Remember Andrea Leadsom's recent claim that broadcasters should be more "patriotic" during Brexit?
That gave me the same uncomfortable feeling as the Scottish Government "contacting" the boss of Highland Spring after he made less than complimentary remarks about a second independence referendum, which were then retracted.
Cornered by critics, or even by reality, these who share more common nationalistic fervour than they'd care to admit, start drinking the Kool-Aid instead of bottled water in an attempt to silence anyone they view as less patriotic than themselves.
Fox, a trade minister idling in the shallows with no real job to do unless there is a hard Brexit, is desperate.
The vote has been won but the kind of Brexit he wants is still a far shore.
Fox fancies himself as a buccaneer on the high seas of free trade, with Britain reborn as a mercantile nation plying the oceans of fortune.
In the wee hours of the night, the former defence minister might even dream of the Royal Navy's two supercarriers as Britain's enforcers in far-off oceans.
Quick as they can be fitted, I suspect these carriers will be sent to far-off oceans, to the Sea of China, helping the US try to maintain a fragile global dominance in Asia's cauldron as the balance of power shifts eastwards.

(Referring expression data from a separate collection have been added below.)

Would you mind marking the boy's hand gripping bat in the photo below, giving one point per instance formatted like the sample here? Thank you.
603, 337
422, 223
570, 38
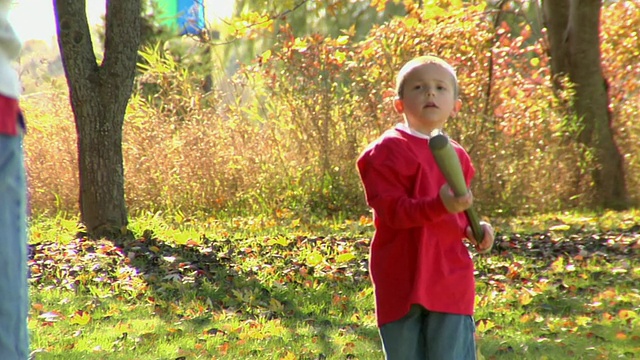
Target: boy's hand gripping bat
449, 163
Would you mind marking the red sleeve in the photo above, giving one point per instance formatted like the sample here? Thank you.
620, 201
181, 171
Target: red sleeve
386, 175
9, 111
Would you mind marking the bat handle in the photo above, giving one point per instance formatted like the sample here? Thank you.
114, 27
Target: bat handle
474, 220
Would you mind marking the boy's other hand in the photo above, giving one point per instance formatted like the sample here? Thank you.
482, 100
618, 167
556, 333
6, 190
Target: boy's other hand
486, 243
455, 204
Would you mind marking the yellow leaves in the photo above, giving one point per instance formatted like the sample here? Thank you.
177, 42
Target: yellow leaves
484, 325
265, 56
314, 258
345, 257
80, 317
558, 265
379, 5
342, 40
300, 45
583, 320
627, 315
525, 298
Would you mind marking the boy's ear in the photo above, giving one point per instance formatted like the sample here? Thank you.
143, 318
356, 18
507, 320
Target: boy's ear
398, 104
456, 107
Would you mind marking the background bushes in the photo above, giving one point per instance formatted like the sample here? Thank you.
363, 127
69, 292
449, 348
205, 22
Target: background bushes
283, 134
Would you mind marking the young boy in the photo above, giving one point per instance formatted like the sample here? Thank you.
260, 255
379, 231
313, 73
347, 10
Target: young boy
421, 269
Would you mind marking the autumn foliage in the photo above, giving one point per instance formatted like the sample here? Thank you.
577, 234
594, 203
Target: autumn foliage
284, 131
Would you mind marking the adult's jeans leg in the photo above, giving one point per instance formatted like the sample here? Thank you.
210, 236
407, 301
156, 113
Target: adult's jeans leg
14, 303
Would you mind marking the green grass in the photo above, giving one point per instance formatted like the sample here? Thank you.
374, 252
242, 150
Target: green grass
560, 286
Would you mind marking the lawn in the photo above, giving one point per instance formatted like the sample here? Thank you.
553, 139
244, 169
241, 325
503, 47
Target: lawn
561, 286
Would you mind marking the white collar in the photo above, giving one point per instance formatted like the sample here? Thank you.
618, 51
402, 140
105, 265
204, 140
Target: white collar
405, 128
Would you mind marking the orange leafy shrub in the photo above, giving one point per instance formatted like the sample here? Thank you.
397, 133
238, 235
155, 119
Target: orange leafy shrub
285, 132
620, 44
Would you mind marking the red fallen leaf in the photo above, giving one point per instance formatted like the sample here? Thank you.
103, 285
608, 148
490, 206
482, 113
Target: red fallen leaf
192, 242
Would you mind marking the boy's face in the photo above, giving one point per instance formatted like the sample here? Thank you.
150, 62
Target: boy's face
428, 98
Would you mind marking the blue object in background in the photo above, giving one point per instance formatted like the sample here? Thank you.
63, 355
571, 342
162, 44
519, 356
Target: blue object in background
190, 16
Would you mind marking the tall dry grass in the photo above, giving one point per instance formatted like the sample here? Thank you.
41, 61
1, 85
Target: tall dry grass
285, 133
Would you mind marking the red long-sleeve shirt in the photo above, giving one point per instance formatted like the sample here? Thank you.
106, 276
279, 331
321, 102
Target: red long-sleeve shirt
9, 111
417, 255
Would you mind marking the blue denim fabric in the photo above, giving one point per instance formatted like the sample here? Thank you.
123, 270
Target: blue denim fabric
14, 303
427, 335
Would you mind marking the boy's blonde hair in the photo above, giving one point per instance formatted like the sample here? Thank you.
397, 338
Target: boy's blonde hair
421, 60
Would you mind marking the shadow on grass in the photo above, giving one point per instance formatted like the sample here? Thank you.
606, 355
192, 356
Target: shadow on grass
245, 280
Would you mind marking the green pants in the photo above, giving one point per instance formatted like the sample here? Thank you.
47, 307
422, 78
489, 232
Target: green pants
426, 335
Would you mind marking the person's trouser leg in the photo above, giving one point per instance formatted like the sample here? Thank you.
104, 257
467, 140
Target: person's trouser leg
14, 338
449, 336
403, 339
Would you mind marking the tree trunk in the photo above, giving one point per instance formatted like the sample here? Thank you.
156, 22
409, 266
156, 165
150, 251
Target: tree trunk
574, 36
99, 95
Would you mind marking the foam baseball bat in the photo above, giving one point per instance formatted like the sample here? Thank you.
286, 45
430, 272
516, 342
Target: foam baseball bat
449, 163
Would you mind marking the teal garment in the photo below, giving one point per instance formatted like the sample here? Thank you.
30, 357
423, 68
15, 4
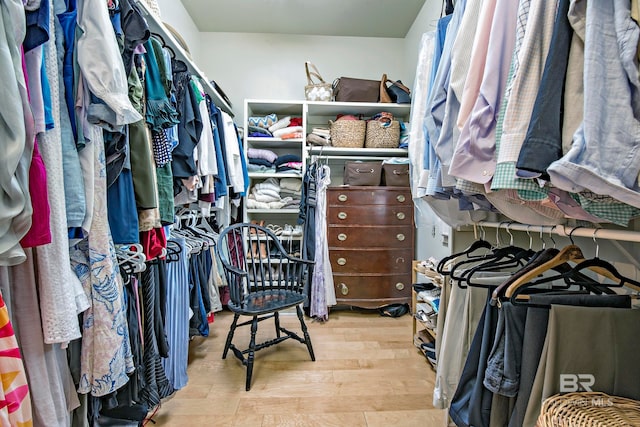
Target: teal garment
16, 140
164, 177
140, 151
74, 194
160, 114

Squeezed by the trading power and military muscle of a burgeoning China and a protectionist second-term Trumpian America (oh yes) Britain is going to be tossed on the waves like the balsawood Kon-Tiki raft.
Perhaps Fox can't see that but most other people can. That is why big business, in the form of the CBI, is at last weighing into the Brexit debate, having been as mute as the millennial generation during the actual referendum campaign itself.
Last night, the CBI called for a slow transition out of the EU single market and the customs union, for which read business does not want to leave the biggest trading block in the world at all.
Combine that with EU Brexit negotiator Michel Barnier warning the same day that it would be impossible for the UK to have frictionless trade with the EU if it left the single market and the skies darken for Brexiteers.
It may well be that the EU will offer Britain such a bad deal that the economic madness of leaving Europe will become apparent even to the Kool-Aid gang.
It may be that the combination of the awakened youth vote and the influence of business will sway the political mood and that (somehow?) Jeremy Corbyn will see the light on Europe too. Maybe.
A year on from the vote, Brexit still looks like the biggest act of economic self-sabotage a country could inflict on itself. The real patriots are the ones who will carry on saying it.